My paper which was based on the aspiration and achievements at Castlefields Heath Centre, Runcorn where I worked, did not specify a population size as it was about an aspirational way of working in primary care. The National Association of Primary Care developed the PCH concept in conjunction with the strategic requirements of former NHS chief executive Simon Stevens. An optimal population size of 30-50 thousand was recommended to operate on a small enough scale to make relationships work, an essential facet of the original PCH sites.

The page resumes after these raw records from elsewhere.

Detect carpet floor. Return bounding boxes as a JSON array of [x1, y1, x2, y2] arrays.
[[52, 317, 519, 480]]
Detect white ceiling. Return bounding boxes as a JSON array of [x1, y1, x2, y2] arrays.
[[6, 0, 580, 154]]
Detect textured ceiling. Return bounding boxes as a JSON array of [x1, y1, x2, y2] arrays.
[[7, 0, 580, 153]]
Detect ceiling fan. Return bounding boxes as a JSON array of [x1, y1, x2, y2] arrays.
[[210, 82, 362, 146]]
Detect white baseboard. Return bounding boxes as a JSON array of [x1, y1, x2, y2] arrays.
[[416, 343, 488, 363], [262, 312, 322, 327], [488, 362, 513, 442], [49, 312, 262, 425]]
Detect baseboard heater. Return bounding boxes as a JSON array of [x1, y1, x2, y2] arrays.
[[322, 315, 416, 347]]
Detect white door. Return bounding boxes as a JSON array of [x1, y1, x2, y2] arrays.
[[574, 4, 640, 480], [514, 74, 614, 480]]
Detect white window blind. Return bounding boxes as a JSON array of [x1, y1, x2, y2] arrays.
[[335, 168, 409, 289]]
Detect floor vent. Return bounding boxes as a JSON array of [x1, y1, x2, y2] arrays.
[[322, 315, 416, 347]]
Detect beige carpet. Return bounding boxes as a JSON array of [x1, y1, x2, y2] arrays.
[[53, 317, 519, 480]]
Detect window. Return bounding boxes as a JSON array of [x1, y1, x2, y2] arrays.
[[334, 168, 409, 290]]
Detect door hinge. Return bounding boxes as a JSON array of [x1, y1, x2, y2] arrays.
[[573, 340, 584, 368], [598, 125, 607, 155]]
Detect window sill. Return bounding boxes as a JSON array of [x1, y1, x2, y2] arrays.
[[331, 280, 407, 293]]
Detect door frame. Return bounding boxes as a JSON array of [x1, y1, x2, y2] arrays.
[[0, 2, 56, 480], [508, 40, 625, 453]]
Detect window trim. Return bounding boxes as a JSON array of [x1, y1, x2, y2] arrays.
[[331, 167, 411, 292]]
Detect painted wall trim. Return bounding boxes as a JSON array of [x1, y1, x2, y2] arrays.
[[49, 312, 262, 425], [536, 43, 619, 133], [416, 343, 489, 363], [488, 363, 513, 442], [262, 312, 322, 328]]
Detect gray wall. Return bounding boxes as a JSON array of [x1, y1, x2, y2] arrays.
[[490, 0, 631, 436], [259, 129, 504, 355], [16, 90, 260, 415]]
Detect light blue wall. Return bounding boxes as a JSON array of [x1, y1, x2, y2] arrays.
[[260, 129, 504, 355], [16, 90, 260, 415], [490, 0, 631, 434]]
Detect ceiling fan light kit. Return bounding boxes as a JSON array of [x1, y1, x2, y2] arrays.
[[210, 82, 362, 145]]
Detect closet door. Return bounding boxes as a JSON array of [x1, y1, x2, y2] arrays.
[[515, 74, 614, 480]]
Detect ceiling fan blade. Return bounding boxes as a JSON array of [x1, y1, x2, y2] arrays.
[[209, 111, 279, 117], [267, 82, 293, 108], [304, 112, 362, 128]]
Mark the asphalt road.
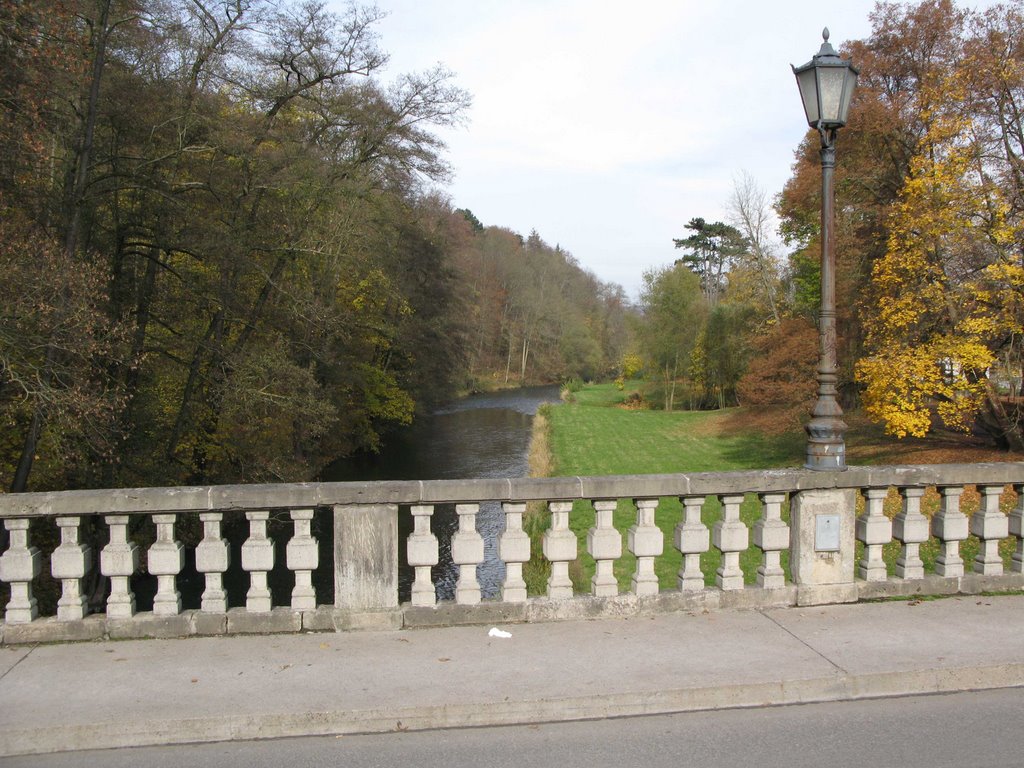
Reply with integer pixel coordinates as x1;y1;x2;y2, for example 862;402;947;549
0;688;1024;768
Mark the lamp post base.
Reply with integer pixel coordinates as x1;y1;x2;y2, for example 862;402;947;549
804;416;846;471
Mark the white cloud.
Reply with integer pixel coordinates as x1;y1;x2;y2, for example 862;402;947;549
327;0;958;296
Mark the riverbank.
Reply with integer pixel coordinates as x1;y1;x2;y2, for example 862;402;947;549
531;383;1024;591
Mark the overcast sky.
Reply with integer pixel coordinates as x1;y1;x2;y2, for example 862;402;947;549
338;0;962;299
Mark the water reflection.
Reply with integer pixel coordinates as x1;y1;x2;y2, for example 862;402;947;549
323;387;558;601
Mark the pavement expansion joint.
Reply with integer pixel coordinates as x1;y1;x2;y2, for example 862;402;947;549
758;610;850;675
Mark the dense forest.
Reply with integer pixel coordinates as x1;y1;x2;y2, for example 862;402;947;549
637;0;1024;451
0;0;1024;490
0;0;627;490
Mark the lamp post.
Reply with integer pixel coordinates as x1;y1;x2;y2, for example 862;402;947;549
793;29;857;470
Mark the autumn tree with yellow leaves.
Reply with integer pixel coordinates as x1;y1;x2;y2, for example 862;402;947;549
856;46;1024;451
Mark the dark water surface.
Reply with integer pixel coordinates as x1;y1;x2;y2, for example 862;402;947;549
321;386;558;601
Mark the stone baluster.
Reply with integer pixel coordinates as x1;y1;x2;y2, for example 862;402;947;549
754;494;790;590
971;485;1010;575
406;504;439;605
285;509;319;610
1009;482;1024;573
628;499;665;595
712;496;750;590
856;488;893;582
542;502;577;600
196;512;231;613
242;509;273;613
99;515;138;618
452;504;483;605
675;496;711;592
146;513;185;615
893;487;931;579
0;517;42;624
498;502;529;603
587;499;618;597
50;517;92;622
932;485;968;577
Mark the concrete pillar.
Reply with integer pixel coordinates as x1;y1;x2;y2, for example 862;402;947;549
146;513;185;615
285;509;319;610
1009;482;1024;573
334;504;398;611
628;499;665;595
754;494;790;590
406;504;439;605
893;487;931;579
587;499;618;597
242;509;273;613
50;517;92;622
971;485;1010;575
542;502;577;600
452;504;483;605
675;496;711;592
196;512;231;613
498;502;530;603
932;485;968;577
790;488;857;605
99;515;138;618
712;496;750;590
857;488;893;582
0;517;42;624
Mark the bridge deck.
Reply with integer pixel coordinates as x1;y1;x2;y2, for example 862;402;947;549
0;595;1024;756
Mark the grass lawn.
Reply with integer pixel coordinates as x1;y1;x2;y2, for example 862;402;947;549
547;383;1021;592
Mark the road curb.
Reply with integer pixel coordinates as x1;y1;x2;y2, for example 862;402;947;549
0;663;1024;757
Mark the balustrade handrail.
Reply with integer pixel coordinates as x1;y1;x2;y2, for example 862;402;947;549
0;462;1024;519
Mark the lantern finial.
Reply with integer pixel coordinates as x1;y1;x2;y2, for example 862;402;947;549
814;27;839;58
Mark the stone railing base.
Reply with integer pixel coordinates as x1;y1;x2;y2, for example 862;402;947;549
0;573;1024;645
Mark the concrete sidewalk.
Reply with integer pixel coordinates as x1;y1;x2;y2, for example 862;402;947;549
0;596;1024;756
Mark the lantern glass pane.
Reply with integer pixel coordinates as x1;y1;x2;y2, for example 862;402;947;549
797;67;818;125
839;68;857;124
818;67;847;123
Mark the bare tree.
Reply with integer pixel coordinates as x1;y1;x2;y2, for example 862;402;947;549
727;171;779;325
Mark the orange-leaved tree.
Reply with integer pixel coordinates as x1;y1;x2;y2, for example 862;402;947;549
856;71;1024;450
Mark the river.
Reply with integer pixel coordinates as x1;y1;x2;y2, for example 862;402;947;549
321;386;558;601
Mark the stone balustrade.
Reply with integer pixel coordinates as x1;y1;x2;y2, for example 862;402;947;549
0;463;1024;643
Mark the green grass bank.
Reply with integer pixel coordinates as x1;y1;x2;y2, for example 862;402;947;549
528;383;1020;594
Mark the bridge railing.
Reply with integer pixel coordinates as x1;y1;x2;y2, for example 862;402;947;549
0;462;1024;643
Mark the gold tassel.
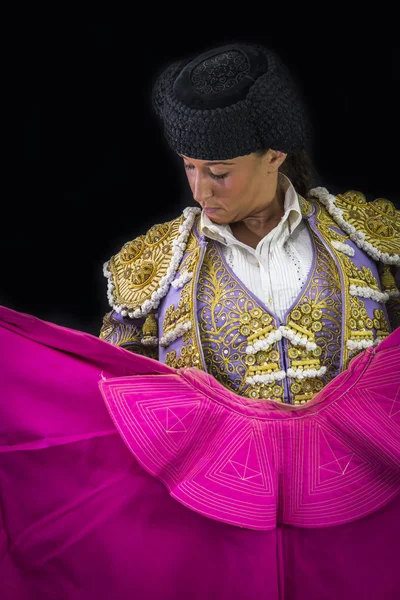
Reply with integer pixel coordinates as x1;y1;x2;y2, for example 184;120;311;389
380;263;397;292
143;313;158;340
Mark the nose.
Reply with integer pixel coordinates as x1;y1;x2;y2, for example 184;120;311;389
192;173;214;204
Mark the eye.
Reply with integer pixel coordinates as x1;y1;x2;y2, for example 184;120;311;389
210;171;228;179
183;163;229;179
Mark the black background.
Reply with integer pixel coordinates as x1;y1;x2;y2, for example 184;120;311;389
0;9;400;335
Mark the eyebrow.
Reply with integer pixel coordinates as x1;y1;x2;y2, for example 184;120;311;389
204;160;235;167
179;154;235;167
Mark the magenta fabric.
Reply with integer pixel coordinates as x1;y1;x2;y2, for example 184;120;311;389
0;307;400;600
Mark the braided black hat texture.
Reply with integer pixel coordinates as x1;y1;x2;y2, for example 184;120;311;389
152;44;312;160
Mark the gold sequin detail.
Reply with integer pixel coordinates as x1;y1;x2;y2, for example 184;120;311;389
165;345;200;369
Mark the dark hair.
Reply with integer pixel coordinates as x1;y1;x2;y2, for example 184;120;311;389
256;149;314;197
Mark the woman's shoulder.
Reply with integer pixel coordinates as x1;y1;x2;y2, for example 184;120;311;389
307;187;400;266
104;207;200;318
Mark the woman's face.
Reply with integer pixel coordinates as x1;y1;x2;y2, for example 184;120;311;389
181;150;286;224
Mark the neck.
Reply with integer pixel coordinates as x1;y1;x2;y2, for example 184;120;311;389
230;176;285;246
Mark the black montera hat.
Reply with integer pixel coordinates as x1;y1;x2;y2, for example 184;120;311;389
153;44;312;160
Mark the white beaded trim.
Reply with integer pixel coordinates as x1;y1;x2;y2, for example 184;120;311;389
160;321;192;347
350;284;390;304
310;187;400;267
103;206;201;319
347;340;379;350
331;240;355;256
171;271;193;290
279;325;317;350
246;328;282;354
246;371;286;385
287;367;326;379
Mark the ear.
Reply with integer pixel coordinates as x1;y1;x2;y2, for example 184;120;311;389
267;149;287;173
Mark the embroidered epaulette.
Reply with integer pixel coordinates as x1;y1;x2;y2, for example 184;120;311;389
104;207;200;318
309;187;400;266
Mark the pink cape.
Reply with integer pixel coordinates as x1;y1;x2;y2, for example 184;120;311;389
0;307;400;600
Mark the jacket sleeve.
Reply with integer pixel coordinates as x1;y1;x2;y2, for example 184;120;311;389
99;310;158;360
386;267;400;331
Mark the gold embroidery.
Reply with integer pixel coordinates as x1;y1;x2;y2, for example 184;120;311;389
287;227;342;386
163;286;191;335
165;344;200;369
99;311;158;360
335;190;400;254
109;216;184;311
379;263;398;292
197;241;283;401
341;256;380;291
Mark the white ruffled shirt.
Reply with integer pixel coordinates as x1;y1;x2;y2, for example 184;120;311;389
200;173;313;320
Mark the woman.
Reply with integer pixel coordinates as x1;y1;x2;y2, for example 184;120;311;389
0;45;400;600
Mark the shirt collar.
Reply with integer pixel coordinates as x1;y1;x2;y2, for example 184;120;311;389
199;173;302;246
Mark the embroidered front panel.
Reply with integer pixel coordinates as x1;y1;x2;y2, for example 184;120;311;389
286;234;342;404
197;241;284;399
160;232;204;369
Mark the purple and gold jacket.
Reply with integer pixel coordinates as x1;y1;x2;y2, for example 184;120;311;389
100;188;400;404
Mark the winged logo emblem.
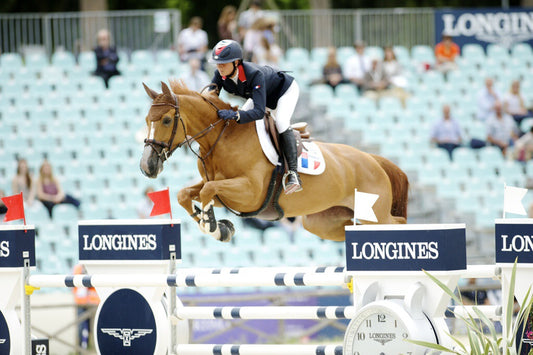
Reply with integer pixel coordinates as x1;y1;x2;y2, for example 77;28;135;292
101;328;153;346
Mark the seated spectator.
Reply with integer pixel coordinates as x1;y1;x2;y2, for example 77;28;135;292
514;126;533;161
383;46;407;89
94;29;120;88
362;58;391;100
476;78;502;122
181;58;211;91
343;41;371;90
487;101;520;156
178;16;207;69
435;33;460;74
502;80;533;125
253;36;282;69
431;105;463;160
37;160;80;218
217;5;239;41
11;159;35;206
322;47;349;90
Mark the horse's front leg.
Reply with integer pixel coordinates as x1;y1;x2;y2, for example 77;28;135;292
178;181;204;223
200;177;254;242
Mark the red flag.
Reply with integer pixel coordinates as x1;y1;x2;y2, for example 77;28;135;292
148;187;172;219
2;192;26;224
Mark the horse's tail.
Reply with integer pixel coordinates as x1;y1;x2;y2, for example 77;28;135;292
372;154;409;219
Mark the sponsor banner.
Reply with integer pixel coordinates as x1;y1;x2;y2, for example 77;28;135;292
78;220;181;260
495;218;533;263
435;8;533;48
0;311;11;354
346;224;466;271
0;226;35;268
31;339;50;355
96;288;157;354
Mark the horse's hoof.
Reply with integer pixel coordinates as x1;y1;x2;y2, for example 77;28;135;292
218;219;235;243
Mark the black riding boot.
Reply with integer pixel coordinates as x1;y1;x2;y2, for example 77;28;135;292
280;128;302;195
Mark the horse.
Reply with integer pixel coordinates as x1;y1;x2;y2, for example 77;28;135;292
140;80;409;241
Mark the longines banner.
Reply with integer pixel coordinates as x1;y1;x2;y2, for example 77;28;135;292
435;8;533;48
346;224;466;271
78;220;181;260
495;218;533;263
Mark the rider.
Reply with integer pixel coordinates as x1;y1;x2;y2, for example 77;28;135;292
210;40;302;194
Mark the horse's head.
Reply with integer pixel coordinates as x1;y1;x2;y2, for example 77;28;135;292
140;82;186;178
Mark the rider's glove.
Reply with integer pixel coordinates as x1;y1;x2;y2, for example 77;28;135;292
217;110;241;121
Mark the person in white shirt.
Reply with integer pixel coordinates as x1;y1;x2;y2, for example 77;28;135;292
178;16;208;67
181;58;211;91
476;78;502;122
502;80;533;124
343;41;372;89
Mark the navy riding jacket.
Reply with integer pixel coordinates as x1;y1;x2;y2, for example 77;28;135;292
211;62;294;123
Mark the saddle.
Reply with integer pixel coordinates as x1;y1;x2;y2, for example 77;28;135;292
239;111;311;221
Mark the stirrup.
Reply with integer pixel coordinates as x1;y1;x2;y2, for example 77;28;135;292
282;170;302;195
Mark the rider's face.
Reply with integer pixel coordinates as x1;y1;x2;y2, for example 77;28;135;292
217;62;233;76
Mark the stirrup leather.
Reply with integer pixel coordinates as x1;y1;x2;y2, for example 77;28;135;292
282;170;302;192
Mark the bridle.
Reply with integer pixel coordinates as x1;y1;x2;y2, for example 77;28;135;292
144;90;229;180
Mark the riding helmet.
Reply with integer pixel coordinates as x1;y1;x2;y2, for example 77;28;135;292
210;39;242;64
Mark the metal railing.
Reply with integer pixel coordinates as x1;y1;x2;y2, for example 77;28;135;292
279;8;435;49
0;9;181;55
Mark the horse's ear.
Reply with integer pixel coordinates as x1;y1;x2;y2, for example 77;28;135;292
143;83;159;100
161;81;172;97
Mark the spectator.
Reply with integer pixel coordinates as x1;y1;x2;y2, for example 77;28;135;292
431;105;463;160
514;126;533;161
136;186;155;219
178;16;207;69
487;101;520;156
435;33;460;74
217;5;239;41
182;58;211;91
37;160;80;218
502;80;533;125
476;78;501;122
383;46;407;89
363;58;390;100
322;47;349;90
94;29;120;88
344;41;371;90
253;36;282;69
238;0;264;43
11;159;35;206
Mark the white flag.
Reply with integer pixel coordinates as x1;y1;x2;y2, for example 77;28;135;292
353;189;379;223
503;185;527;216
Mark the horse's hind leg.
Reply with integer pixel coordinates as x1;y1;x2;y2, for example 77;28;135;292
302;206;353;242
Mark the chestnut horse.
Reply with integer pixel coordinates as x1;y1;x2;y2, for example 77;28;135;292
140;81;409;241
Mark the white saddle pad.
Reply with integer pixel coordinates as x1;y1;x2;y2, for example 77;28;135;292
255;120;326;175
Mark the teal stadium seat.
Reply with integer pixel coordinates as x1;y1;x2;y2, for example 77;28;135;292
310;47;328;65
0;53;23;72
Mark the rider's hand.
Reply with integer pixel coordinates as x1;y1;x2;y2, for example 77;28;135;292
217;110;240;121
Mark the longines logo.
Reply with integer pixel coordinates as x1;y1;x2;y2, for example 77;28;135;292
101;328;153;346
369;333;396;345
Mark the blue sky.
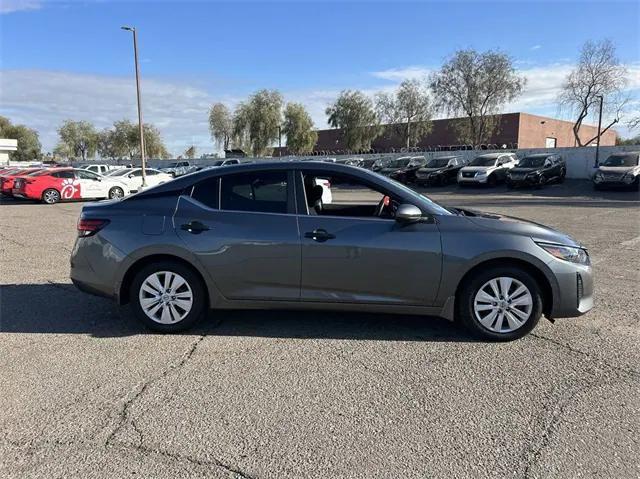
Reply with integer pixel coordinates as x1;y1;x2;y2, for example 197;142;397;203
0;0;640;153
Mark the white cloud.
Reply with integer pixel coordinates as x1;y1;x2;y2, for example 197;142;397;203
0;70;224;153
0;0;42;15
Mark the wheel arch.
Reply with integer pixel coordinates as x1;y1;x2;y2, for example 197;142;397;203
455;257;554;317
118;253;211;305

The focus on relationships is the kernel of my desire for the adaptive leadership and management essential for the future sustainability of primary care. Healthcare, as life in general, abounds with paradoxes and dichotomies which can best be managed in a relationship focused local. What appear to be conflicts will be assuaged by adaptive thinking for example the citizen as patient and customer, to have an individual patient and equally a population focus, a public health approach that focuses on disease prevention and treatment yet a contribution to a broader view of health. And most relevant to the topic of this blog, how to both be small and local, yet to be larger and strategic.

That’s what I perceive as working at scale, well beyond the fetters of big is beautiful. Being of service to local communities and concomitantly of service to the wider NHS. Primary Care Home sites and some so-called super practices have already shown the way. Let’s just do it.